Now re-reading Ruthanna Emrys' "Innsmouth Legacy" series, starting with The Litany of Earth. It's a reply to Lovecraft's "The Shadow over Innsmouth", but written from the perspective of the "monsters".
 
I just finished: "The Library Book" by Susan Orlean about the disastrous 1986 Los Angeles Public Library fire that consumed nearly a million books and damaged many more. A meditation on libraries, what they mean, what they are, and what they will become.
 
Interpreting "at the moment" in the most liberal way possible, I'm finally taking a serious stab at Joyce's Ulysses. I've probably started it about half a dozen times over the last 38 years . . . but I'm serious this time! I just have to read something every day. I love Joyce's way with words, although his story-writing is incredibly dense and difficult. Similar to Nabokov that way, although I think Joyce is more poetic than Nabokov.
 
Louise Penny, The Madness of Crowds

and

Alexander McCall Smith, The Careful Use of Compliments
 
Interpreting "at the moment" in the most liberal way possible, I'm finally taking a serious stab at Joyce's Ulysses. I've probably started it about half a dozen times over the last 38 years . . . but I'm serious this time! I just have to read something every day. I love Joyce's way with words, although his story-writing is incredibly dense and difficult. Similar to Nabokov that way, although I think Joyce is more poetic than Nabokov.

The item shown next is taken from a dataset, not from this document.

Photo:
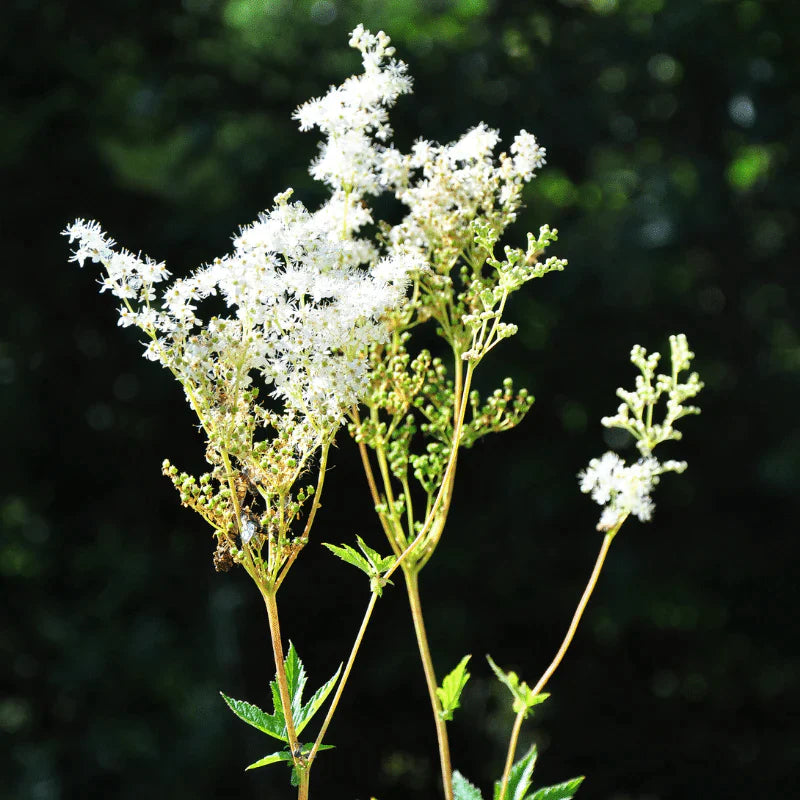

Let us know if you make it. Like you, I've started reading Ulysses half a dozen times, but have always stalled somewhere. It's impenetrable.
 
Re-reading a nasty guilty pleasure, The Devil's Kiss. This book is not big on plot, but a lot of violence and a hell of a lot of sleazy sex that's very descriptive for a mainstream horror novel. Typical "Satanist" of that genre where everything is orgies and sacrifice. Some whacked attempt at a prophecy in there, of course. It spawned a couple of sequels, but this is the best. Just think a 70's exploitation film in print
 
Today I finished: "The Secret History of Wonder Woman" by Jill Lepore. The creator of Wonder Woman was a polymath from Harvard who invented the lie detector, was an ardent feminist who believed in female superiority had a wife and shared his home with a second woman. He had four kids between the two women, but the kids by the other woman were kept in the dark as to who their father was. He was into bondage, but only on the pages of comic books. He believed that Wonder Woman was a female liberation manifesto. He did all of this at a time when unconventional marriages simply did not exist or were heavily prosecuted, Very eye-opening book.
 
Louise Ehrdrich, The Sentence, and re-reading portions of Richard Dawkins' The Ancestor's Tale. If you enjoy books about evolution I strongly recommend the latter.